TensorRT model deployement on Triton Inference

Hello.
I want load multiple TensorRT models on Triton to provide inference on my Jetson Xavier NX device. I found that Triton Inference Server for Edge computing is the best option for this. My pre-processing and my post-processing code is in python.
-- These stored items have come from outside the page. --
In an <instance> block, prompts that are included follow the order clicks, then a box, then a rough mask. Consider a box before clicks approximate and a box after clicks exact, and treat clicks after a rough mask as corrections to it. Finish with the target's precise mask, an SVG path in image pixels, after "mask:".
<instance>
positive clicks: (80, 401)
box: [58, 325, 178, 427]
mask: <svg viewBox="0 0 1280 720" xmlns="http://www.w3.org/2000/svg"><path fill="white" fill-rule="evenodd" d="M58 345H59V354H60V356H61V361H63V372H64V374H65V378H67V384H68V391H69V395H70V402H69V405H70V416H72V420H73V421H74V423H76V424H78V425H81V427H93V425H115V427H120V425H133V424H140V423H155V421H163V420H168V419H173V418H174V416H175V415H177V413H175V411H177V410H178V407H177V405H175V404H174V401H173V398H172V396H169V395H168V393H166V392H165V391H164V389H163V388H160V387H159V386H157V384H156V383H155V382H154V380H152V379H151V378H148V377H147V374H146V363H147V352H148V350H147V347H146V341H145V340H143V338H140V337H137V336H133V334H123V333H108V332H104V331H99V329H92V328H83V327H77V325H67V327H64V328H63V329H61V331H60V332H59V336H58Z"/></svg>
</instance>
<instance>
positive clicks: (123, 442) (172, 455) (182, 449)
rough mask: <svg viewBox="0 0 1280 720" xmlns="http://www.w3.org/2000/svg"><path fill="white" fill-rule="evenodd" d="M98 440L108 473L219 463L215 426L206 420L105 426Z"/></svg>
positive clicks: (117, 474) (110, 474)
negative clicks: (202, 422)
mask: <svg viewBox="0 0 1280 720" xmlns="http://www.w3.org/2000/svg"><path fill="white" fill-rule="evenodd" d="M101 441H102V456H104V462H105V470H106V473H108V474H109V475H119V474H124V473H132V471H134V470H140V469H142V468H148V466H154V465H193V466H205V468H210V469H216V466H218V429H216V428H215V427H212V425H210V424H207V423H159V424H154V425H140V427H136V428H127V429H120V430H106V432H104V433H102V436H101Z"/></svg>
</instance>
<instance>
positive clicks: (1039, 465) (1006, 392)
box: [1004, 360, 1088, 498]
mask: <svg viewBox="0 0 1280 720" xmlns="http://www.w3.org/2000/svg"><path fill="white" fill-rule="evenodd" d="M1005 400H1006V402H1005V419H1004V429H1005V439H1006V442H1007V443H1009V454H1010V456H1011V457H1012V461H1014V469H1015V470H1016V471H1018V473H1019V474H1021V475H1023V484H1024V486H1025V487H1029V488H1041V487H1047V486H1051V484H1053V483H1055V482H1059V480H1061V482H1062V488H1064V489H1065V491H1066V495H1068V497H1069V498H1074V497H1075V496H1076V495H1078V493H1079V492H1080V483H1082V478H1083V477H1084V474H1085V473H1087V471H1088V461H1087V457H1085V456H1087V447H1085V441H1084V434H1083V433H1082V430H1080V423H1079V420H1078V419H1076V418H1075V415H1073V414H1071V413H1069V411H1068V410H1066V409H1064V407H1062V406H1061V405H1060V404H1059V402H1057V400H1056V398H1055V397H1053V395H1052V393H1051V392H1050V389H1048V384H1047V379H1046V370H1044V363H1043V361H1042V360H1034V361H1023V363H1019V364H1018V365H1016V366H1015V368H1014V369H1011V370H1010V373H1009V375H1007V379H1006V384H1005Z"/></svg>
But in this link (server/jetson.md at main · triton-inference-server/server · GitHub ) they have mentioned

  1. JetPack 5.0 does not support TensorRT using Onnx runtime.
  2. CUDA IPC shared memory is not supported.
  3. Python backend does not support GPU tensors.

My question is

  1. JetPack 5.0 does not support TensorRT using Onnx runtime.
    a. Can I use TensorRT saved models (.plan) ?
  2. CUDA IPC shared memory is not supported.
    a. What effect does this have on inference ?
    b. Would gPRC request be better in this case ?
  3. Python backend does not support GPU tensors.
    a. What does this mean?

Hi,

1. You can use the ONNX model as well as the TensorRT engine (.plan).
It is ONNXRuntime inference not to be supported.

2. CUDA IPC use for sharing buffer between processes.

3. This indicates you cannot use the tensor that uses a GPU buffer.

Thanks.

This topic was automatically closed 14 days after the last reply. New replies are no longer allowed.